China’s relationship with the Eurovision Song Contest isn’t a long one, but it’s certainly an interesting one. If you know the lyrics “there are more than a million that speak Mandarin”, you already know where it all began.
In October 2013, music channel CCTV-15 broadcast the contest for the very first time in China.”
“We hope that this is the beginning of an annual tradition and that the Eurovision Song Contest will eventually also become China’s favourite TV-show. It creates an amazing opportunity for artists participating in the contest, expanding the enormous potential audience outside of Europe.” – Jon Ola Sand, Executive Producer of the Eurovision Song Contest
By 2014, China was making its mark on Eurovision, and the contest would be broadcast on delay to the country. To celebrate the millions of new viewers now able to watch, Denmark’s national broadcaster DR used the show’s interval to pay homage to its Chinese audience.
One year on, China first broadcast the event live on Hunan TV’s internet platform, Mango TV, with commentary from Kubert Leung and Wu Zhoutong. They continued to send a delegation and broadcast the content for four years. In 2016, it was reported that China even wanted to compete in the contest.
However, in 2018, the relationship turned sour. The European Broadcasting Union terminated Hunan TV’s rights to the contest following the censorship of performances during the first semi-final in Lisbon.”
“On the 9th of May, Chinese broadcaster Mango TV broadcast the first Semi-Final of the 2018 Eurovision Song Contest live but two performances were censored. This is not in line with the EBU’s values of universality and inclusivity and our proud tradition of celebrating diversity through music. It is with regret that we will therefore immediately be terminating our partnership with the broadcaster and they will not be permitted to broadcast the second Semi-Final or the Grand Final”. – European Broadcasting Union Statement
During the semi-final, the performances of Albania, Ireland and Switzerland were not shown in full. Eugent Bushpepa, who was singing for Albania, and his performance of “Mall”, was skipped due to China’s ban on television performers displaying tattoos.
Ireland’s performance had also been censored due to its inclusion of LGBT content, which China has also banned. Ryan O’Shaughnessy’s performance of “Together” notably featured a romantic dance number with two men. Parts of Switzerland’s performance were also censored with blurred bars to cover rainbow flags in the audience.
During the announcement of the qualifiers, however, Albania and Ireland’s reactions were left unedited.
Hunan Television later spoke out about their online channel, Mango TV. In a statement to SBS News they stated “weren’t aware” of any changes made to Mango TV’s broadcast of the first semi-final of the Eurovision Song Contest.
Ahead of the 2019 contest, the Chairperson of the Reference Group, Dr Frank-Dieter Freiling spoke about Australia’s participation in the Eurovision Song Contest, commenting on the possibility of China following suit.

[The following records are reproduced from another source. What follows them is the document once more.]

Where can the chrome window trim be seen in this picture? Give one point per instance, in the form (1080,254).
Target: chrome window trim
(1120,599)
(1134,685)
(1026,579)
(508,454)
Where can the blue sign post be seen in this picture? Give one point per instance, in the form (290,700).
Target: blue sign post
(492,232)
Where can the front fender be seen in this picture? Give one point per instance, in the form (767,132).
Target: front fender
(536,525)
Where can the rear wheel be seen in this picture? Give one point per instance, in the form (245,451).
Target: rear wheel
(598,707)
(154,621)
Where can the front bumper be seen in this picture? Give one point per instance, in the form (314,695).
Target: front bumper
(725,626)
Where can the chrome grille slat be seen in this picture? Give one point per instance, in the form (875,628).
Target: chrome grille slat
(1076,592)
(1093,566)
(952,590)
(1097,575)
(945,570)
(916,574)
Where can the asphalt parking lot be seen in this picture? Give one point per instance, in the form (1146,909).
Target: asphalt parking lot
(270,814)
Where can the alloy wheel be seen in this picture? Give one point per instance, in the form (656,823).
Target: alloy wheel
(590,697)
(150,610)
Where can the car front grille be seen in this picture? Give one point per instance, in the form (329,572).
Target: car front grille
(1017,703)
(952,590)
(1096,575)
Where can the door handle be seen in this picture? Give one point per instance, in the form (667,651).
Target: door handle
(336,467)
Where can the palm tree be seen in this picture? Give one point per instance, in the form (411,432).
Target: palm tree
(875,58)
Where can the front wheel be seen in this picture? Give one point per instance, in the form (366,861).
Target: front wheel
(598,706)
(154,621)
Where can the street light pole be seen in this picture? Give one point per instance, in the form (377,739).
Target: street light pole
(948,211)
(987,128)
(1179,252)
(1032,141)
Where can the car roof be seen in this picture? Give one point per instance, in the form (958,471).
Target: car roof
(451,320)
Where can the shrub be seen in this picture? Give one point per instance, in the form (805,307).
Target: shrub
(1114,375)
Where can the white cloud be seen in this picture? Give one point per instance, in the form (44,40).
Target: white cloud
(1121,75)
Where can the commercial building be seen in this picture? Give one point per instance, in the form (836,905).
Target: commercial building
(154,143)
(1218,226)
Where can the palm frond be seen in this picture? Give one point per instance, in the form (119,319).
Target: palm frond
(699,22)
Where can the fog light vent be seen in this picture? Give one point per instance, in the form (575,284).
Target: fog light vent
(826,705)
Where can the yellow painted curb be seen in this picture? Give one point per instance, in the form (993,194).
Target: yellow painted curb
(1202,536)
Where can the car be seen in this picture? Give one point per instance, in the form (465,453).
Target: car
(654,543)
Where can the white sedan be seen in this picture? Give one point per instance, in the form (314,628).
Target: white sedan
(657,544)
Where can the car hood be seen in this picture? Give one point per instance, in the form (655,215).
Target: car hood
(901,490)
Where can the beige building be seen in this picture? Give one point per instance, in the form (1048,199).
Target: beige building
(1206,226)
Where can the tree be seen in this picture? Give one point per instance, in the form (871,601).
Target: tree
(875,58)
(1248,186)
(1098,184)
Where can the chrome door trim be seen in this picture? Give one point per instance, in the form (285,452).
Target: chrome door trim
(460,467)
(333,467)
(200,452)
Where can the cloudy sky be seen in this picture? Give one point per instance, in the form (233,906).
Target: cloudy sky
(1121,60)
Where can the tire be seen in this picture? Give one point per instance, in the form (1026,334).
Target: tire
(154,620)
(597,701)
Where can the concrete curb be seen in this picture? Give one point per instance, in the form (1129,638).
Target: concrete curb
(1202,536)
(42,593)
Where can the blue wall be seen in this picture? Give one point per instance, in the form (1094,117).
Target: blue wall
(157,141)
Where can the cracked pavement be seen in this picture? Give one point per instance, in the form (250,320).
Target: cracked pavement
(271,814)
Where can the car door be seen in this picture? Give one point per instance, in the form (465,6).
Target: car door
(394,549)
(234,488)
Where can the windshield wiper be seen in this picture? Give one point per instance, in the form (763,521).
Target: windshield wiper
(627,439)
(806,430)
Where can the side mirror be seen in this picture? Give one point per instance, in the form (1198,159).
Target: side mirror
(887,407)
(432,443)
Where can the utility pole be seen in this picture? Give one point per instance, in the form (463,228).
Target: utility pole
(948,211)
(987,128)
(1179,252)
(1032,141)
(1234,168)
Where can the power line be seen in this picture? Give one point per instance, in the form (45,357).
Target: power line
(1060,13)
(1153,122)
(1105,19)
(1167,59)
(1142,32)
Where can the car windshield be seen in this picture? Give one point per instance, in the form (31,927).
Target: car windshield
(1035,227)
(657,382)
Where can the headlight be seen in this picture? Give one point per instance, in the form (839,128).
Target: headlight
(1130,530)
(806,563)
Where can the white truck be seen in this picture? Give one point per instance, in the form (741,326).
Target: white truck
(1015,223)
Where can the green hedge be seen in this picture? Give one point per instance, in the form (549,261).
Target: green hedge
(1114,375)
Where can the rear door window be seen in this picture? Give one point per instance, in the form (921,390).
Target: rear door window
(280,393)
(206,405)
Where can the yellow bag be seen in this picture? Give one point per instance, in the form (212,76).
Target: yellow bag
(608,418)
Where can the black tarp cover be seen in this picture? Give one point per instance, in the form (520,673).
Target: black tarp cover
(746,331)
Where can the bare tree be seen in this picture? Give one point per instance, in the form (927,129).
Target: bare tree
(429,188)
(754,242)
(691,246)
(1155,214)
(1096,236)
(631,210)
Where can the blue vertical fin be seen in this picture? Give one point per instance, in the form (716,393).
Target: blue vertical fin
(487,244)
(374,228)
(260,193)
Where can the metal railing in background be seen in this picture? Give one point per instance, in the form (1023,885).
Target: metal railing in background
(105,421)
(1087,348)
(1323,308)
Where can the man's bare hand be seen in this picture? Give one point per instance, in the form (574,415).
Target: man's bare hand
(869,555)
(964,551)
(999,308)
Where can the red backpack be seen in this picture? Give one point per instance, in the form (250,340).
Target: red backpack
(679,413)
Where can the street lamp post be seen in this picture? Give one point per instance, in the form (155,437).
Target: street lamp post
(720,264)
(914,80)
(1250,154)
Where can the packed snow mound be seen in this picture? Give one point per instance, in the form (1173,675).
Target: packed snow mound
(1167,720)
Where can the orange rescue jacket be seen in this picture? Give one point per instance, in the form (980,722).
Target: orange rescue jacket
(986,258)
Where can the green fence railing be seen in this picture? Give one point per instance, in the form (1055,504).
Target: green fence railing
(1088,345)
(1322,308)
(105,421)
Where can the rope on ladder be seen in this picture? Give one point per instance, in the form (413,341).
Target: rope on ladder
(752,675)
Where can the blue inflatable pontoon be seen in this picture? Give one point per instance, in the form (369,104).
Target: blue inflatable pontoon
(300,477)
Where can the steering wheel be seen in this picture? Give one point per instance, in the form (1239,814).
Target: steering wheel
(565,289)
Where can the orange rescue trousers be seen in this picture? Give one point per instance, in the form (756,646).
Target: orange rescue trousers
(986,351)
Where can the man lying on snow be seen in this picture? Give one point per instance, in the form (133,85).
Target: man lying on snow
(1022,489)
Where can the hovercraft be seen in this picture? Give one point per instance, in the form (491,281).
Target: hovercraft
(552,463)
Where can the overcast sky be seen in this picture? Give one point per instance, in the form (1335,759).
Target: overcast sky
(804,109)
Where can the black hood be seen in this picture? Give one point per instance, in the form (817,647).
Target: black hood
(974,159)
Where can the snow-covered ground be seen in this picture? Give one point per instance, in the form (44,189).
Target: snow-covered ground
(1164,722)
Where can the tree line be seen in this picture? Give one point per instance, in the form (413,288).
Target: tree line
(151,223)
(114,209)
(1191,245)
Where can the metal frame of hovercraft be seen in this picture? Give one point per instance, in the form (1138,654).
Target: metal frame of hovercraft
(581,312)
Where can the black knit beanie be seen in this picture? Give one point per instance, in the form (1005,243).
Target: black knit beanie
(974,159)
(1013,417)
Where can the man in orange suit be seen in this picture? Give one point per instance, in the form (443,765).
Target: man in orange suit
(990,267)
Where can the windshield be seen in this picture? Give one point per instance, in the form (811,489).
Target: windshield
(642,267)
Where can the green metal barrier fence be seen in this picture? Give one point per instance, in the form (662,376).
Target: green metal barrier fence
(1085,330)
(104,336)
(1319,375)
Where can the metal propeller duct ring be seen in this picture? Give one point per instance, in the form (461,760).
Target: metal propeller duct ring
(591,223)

For a number of years, there had been speculation as to whether the European Broadcasting Union would invite additional nations to the contest in the same way as Australia, however, Dr. Freiling challenged this view stating:”
“For many other countries like Korea or China this is not the case because they do not share the same values and understanding of culture. We want to stick to the core of these European values since this is the reason why the ESC exists: to overcome the frontiers and build bridges within Europe.” – Dr Frank-Dieter Freiling, Chairperson of the Reference Group
Australia entered the competition one year after featuring in one of the 2014 interval performances, just as China did, with Jessica Mauboy’s ‘Sea of Flags’.
It’s unlikely that China will participate in the Eurovision Song Contest any time soon, but that doesn’t mean they won’t take part in a Eurovision event, or even host one. China is one of ten countries to have shown interest in the Eurovision Asia Song Contest, a project launched by the European Broadcasting Union in partnership with Australia’s broadcaster SBS and Blink TV. The contest has been under development for over five years, with no news of its progress for almost two.
In March 2019, Paul Clarke, of Blink TV and Head of Delegation for Australia at Eurovision, confirmed that the Eurovision Asia Song Contest is still in the works. Mr. Clarke confirmed that there are a number of potential investors in Asia who are interested in the Eurovision Asia Song Contest, however, things haven’t progressed as quickly as hoped.
In the autumn of 2018, it was reported in the Australian press that the Gold Coast was in discussions regarding hosting the competition. The contest was provisionally scheduled for between November 30 to December 7, 2019. China has even been suggested as one of the Steering Group member nations.
The contest would be the first time that a Eurovision spin-off has been successfully held outside of Europe. Previously the European Broadcasting Union has sold the rights to the contest in Asia, the Arab World and an American contest is now also in development.